4 of 11 people found the following review helpful
5.0 out of 5 stars An engaging and compelling history of a terrible crime and tragedy, November 25, 2008
This review is from: Massacre at Mountain Meadows (Hardcover)
If you want to understand what happened on those awful days at Mountain Meadows in September 1857, I recommend this book above all others. Juanita Brooks' books are still very good and she should always be admired for the work she did in telling this story and this event and providing a biography of John D. Lee. But this book presents information she did not have access to and provides many helpful illustrations, maps, photos, and notes that help us as readers. The authors do not debate other versions of this event and if you want to believe that Brigham Young ordered this slaughter, you will not like the evidence presented here. However, neither John D. Lee, any of the contemporary participants, Juanita Brooks, or these authors implicates Brigham Young. The authors do show the extraordinary pressure put on John D. Lee by the non-Mormon judicial system that tried and executed him to point the finger at Young, but he did not do so.
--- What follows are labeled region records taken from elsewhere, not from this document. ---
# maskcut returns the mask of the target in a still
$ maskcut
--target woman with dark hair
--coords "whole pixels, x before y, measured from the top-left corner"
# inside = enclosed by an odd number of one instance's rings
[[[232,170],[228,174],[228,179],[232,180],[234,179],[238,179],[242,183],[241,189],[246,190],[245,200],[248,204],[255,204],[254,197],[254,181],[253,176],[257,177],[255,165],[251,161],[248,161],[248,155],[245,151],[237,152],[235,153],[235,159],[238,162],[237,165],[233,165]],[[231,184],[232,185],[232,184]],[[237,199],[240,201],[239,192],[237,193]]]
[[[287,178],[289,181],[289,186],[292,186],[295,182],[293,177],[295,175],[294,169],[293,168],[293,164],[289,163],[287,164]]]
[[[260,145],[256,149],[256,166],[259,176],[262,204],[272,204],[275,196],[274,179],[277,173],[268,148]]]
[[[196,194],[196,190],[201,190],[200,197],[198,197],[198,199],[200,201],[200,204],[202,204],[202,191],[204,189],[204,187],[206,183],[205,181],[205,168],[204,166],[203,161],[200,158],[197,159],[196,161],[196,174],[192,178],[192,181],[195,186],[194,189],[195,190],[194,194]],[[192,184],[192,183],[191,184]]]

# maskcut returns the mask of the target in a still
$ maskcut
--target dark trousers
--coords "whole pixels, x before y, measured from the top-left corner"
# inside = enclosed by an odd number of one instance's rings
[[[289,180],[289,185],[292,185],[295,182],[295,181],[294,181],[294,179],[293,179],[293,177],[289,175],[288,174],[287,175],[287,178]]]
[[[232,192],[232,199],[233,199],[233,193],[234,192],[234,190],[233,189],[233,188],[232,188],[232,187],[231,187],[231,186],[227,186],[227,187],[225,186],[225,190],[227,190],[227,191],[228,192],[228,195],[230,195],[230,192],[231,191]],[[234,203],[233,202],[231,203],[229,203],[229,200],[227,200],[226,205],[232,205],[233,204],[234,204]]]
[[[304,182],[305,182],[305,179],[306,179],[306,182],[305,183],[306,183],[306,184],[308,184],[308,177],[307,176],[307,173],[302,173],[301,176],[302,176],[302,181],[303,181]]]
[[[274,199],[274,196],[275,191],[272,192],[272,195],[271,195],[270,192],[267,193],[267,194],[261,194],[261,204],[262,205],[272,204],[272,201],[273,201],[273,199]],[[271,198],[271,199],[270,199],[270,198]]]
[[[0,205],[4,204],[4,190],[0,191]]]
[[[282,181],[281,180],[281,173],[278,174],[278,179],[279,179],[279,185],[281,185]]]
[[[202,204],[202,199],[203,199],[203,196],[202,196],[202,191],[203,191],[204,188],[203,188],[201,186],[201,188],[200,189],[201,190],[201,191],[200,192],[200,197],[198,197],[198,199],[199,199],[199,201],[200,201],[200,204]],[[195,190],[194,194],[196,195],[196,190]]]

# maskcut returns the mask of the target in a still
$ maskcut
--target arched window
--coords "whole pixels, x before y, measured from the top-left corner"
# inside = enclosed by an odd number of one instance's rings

What I think is especially helpful about this book is the way the authors never once try to make excuses for the horrors committed against the immigrants while also providing a context for this nightmare. Not to make excuses or to spread blame, but to show the full chain of events. We all know that horrible events such as plane crashes are rarely the result of one big failure, but the sum of many small things going wrong. If any one of them is caught and dealt with properly, the tragedy is averted. Nothing can excuse the massacre of the emigrants. Nothing can make it understandable in any rational way. But the context helps us see the chain of events that contributed to, used as an excuse, and exploited in order to justify the initial attack.

I was fascinated by the way the authors handled the charge of the emigrants poisoning a dead ox and thereby killing local people and Indians. If it was anthrax, as the authors posit, it explains a lot and since it was not understood at the time it would appear to be the work of the emigrants and seem to "justify" some kind of retribution or extraction of payment. However, the Indians did not cause the attack. They were also exploited and manipulated by the Cedar City leaders, especially Lee. Then there was the murder of several members of the party who were seeking assistance from nearby folks to save their party from the Indian attack. Once those murders occurred, the final slaughter was an attempt to cover up the original attack and murders. Reading this story is like being trapped in a nightmare you want to wake up from, but can't.

While we can't undo this tragic horror, we can learn from it. Here is an example of people committing wrongs and then seeking to cover them up with more crime. Here are events that burden us more than a century and a half after they happened. The final butchery took only a few minutes and yet will never end. I also appreciate the way the authors undermine the pride of those who say they did not participate in the crimes; however, the authors note, which of them stood up to Dame, Haight, Lee, and others in any attempt to stop the killing? That is our requirement. We must stand up to wrong and not merely stand apart and feel innocent.

This book covers the context and the crime, but not much of the aftermath (except for what happened to the children not murdered and the execution of Lee at the Meadows in 1877) , which the authors say should be its own book. I hope they write that book. While this book is 430 page long, the actual telling of the story is only 231 pages. The rest contains appendices listing all the emigrants, their property (that the killers coveted), the names of those involved in the murders, the Indians involved, sources, 127 pages of footnotes (very helpful reading, by the way), and an index.

Frankly, I wept more than a few times in working my way through this book. I do not see how anyone could read this history without becoming deeply engaged as these terrible events unfold.